Außerdem würde JESTER, der virtuelle Co-Pilot oder RIO in der Tomcat, nochmals in einer zweiten Version neu aufgelegt – auch um in der A-6 am Start zu sein, die Heatblur ebenfalls auf dem Zettel hat. 

Bei Eurofighter gehe es dank des neue Frameworks auch weiter: An der Eurofighter-Front legen  weiterhin die Grundlagen für dieses Modul. Bald wird der größte Teil der Arbeit in den hochrangigen Bereichen liegen: Radar, Waffensysteme, Anzeigen und Flugsteuerungssysteme – alle stützen sich auf den fertigen Kern der nächsten Framework-Generation und profitieren davon“, erklärt der Heatblur-Frontmann. „Als unglaublich komplexes Flugzeug und Projekt wird der Eurofighter Test ein Lackmustest für unser Team sein, um Qualität und Genauigkeit zu gewährleisten.“

Wird es den Eurofighter noch 2023 geben? Man könne davon ausgehen, dass die Entwicklung des Eurofighters im Jahr 2023 wesentlich weiter fortschreiten werde, da man sich einer frühzeitigen Freigabe und der Fertigstellung von Funktionen nähere, so Dackard weiter.

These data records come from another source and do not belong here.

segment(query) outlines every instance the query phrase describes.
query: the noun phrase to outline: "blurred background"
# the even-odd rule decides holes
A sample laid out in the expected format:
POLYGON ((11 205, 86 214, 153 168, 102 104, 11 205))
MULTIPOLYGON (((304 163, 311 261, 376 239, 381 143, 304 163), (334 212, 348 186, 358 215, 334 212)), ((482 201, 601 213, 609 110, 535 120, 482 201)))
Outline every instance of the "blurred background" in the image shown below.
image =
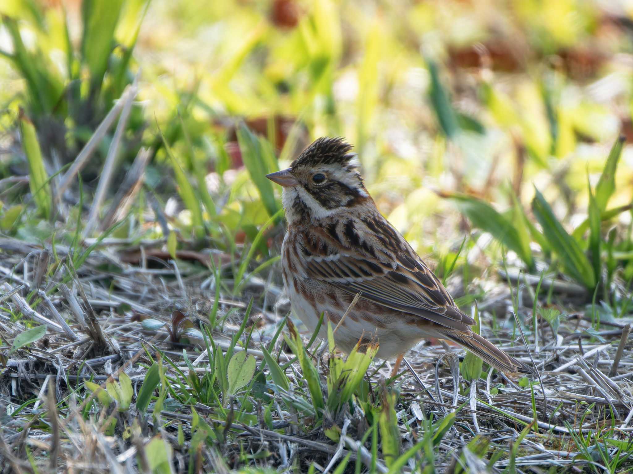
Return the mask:
MULTIPOLYGON (((94 237, 127 212, 113 236, 174 231, 171 250, 235 250, 280 209, 262 175, 336 135, 355 147, 381 212, 444 276, 464 268, 468 286, 502 254, 590 291, 633 276, 630 1, 4 0, 0 10, 3 233, 71 238, 90 210, 98 222, 79 225, 94 237), (126 88, 118 135, 115 117, 69 177, 126 88), (617 143, 605 167, 620 134, 621 158, 617 143), (123 181, 139 169, 142 179, 123 181), (567 237, 542 228, 553 216, 567 237)), ((266 230, 254 261, 281 232, 266 230)))

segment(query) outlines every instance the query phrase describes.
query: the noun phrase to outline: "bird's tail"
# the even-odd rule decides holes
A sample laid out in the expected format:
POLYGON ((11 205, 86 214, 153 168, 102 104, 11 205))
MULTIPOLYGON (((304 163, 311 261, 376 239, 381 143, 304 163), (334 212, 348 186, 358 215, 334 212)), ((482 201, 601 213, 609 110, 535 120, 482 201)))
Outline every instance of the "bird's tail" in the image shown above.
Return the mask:
POLYGON ((450 335, 447 334, 447 336, 449 336, 448 339, 450 339, 464 348, 468 349, 475 355, 480 357, 484 362, 505 374, 516 374, 517 372, 533 375, 536 374, 534 367, 524 364, 523 362, 519 362, 517 359, 508 355, 476 332, 472 331, 470 331, 468 334, 451 332, 450 335))

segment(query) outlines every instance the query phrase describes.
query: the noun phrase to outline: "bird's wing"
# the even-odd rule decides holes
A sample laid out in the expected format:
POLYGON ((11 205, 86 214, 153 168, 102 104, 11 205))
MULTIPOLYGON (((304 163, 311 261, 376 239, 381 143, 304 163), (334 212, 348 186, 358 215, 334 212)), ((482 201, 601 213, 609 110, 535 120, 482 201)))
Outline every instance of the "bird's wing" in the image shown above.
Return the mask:
POLYGON ((368 228, 360 220, 352 223, 306 236, 301 252, 309 277, 349 294, 360 291, 362 299, 458 331, 474 324, 382 216, 368 228))

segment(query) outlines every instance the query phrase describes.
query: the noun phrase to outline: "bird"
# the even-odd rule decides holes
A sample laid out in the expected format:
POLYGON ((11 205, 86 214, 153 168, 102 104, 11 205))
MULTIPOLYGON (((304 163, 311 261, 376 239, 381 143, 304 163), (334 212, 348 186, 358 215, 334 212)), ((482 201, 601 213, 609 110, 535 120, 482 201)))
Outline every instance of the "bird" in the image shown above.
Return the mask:
POLYGON ((321 137, 290 167, 266 175, 282 186, 282 276, 292 312, 313 332, 327 315, 339 325, 337 347, 348 353, 377 340, 377 357, 396 358, 392 377, 404 354, 430 337, 506 375, 534 373, 472 331, 473 318, 378 210, 352 149, 342 138, 321 137))

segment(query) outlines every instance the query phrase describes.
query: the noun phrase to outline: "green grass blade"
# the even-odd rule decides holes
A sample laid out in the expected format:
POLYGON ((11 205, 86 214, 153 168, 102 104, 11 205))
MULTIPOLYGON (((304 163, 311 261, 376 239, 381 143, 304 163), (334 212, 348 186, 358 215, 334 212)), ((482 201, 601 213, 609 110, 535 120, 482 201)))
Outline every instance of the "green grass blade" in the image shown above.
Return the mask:
POLYGON ((429 59, 427 59, 426 62, 431 78, 429 97, 433 106, 433 110, 444 134, 449 138, 454 138, 460 131, 457 114, 453 108, 448 93, 442 85, 437 64, 429 59))
POLYGON ((145 374, 143 384, 141 386, 141 390, 139 391, 139 396, 136 398, 136 408, 141 413, 147 409, 154 390, 160 381, 159 368, 158 364, 154 362, 145 374))
POLYGON ((596 202, 601 212, 606 209, 606 204, 613 191, 615 191, 615 171, 618 167, 618 161, 622 153, 625 137, 618 137, 609 152, 609 156, 605 164, 600 179, 596 186, 596 202))
POLYGON ((242 280, 244 279, 244 274, 246 271, 246 267, 248 266, 249 263, 253 258, 253 255, 255 253, 255 251, 257 250, 257 247, 263 238, 264 232, 266 229, 268 228, 268 226, 273 223, 273 221, 275 221, 278 217, 279 217, 282 213, 283 213, 283 209, 278 210, 275 214, 273 214, 270 218, 266 221, 264 225, 263 225, 260 228, 259 232, 257 233, 257 235, 255 236, 255 238, 253 241, 253 243, 251 245, 251 248, 248 249, 248 253, 246 256, 242 260, 242 262, 240 264, 239 269, 237 270, 237 274, 235 277, 235 291, 237 293, 241 288, 242 286, 242 280))
POLYGON ((115 46, 115 30, 124 0, 85 0, 82 4, 84 32, 82 59, 90 71, 91 88, 101 88, 115 46))
POLYGON ((312 360, 308 356, 306 348, 303 346, 301 341, 301 336, 297 332, 294 325, 288 320, 288 329, 290 331, 291 337, 293 346, 291 346, 297 358, 299 359, 299 363, 301 366, 301 371, 303 372, 303 378, 308 384, 308 389, 312 398, 312 406, 314 407, 315 413, 318 418, 320 418, 323 415, 323 409, 325 406, 323 400, 323 392, 321 390, 321 384, 319 381, 318 372, 316 367, 312 363, 312 360))
POLYGON ((378 418, 382 457, 385 459, 387 467, 390 468, 395 464, 400 454, 400 432, 395 410, 396 399, 395 393, 383 394, 382 407, 378 418))
POLYGON ((601 260, 600 258, 600 248, 602 241, 600 235, 600 207, 593 193, 591 192, 591 185, 587 183, 589 193, 589 255, 591 257, 591 264, 593 266, 594 277, 596 283, 600 281, 601 260))
POLYGON ((273 382, 278 387, 280 387, 284 390, 288 390, 290 387, 290 383, 288 377, 285 376, 284 371, 281 370, 279 364, 273 358, 270 353, 268 351, 265 347, 261 346, 261 351, 264 353, 264 360, 266 361, 266 365, 270 369, 270 375, 273 378, 273 382))
POLYGON ((489 232, 497 240, 517 252, 528 267, 534 268, 534 260, 529 240, 522 238, 508 219, 480 199, 456 193, 446 197, 456 203, 460 211, 470 219, 475 227, 489 232))
POLYGON ((578 242, 563 228, 543 195, 537 189, 536 191, 532 202, 532 211, 552 250, 560 258, 570 276, 592 290, 596 286, 596 278, 589 259, 578 242))
MULTIPOLYGON (((479 334, 479 310, 477 303, 473 308, 473 315, 474 316, 475 324, 470 327, 473 332, 479 334)), ((464 380, 467 382, 477 380, 481 375, 481 368, 484 362, 481 358, 475 355, 470 351, 467 351, 466 356, 461 363, 461 374, 464 376, 464 380)))
POLYGON ((204 223, 202 218, 202 207, 200 205, 200 200, 196 197, 196 191, 185 174, 184 170, 172 152, 172 149, 165 139, 163 132, 160 131, 160 128, 158 131, 163 139, 163 145, 165 147, 167 156, 169 157, 172 167, 173 168, 176 183, 178 184, 178 192, 180 195, 183 202, 185 203, 185 205, 187 206, 187 209, 191 212, 194 234, 197 238, 201 239, 204 236, 204 223))
POLYGON ((270 151, 262 146, 262 143, 244 123, 237 127, 237 141, 242 152, 242 160, 253 182, 257 186, 269 216, 276 216, 279 205, 275 199, 273 184, 266 175, 273 171, 273 161, 268 154, 270 151))
POLYGON ((53 208, 51 188, 47 184, 48 175, 42 157, 42 150, 37 141, 35 128, 23 113, 20 117, 20 131, 22 136, 22 147, 28 161, 28 184, 33 199, 37 209, 48 219, 53 208))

Trotz der kommenden Flugzeug-Module will Heatblur aber auch Produktpflege betreiben: „Wir blicken auch auf das Jahr 2023 mit anhaltender Liebe für den Viggen und den Tomcat“, schließt Dackard ab. „Wir haben das Jahr 2022 mit einem weiteren großen Viggen-Patch abgeschlossen und nehmen nun eine weitere Runde von Ergänzungen für beide Produkte ins Visier. Wir arbeiten hart daran, die frühe F-14A ins Visier zu nehmen und dabei Features, wie TARPS oder FORGE.“ Weitere Viggen-Verbesserungen seien für den frühen Teil dieses Jahres geplant, da Heatblur die Produktpflege fortsetze. Man wolle hier endlich die Early-Access-Beschriftungen loswerden.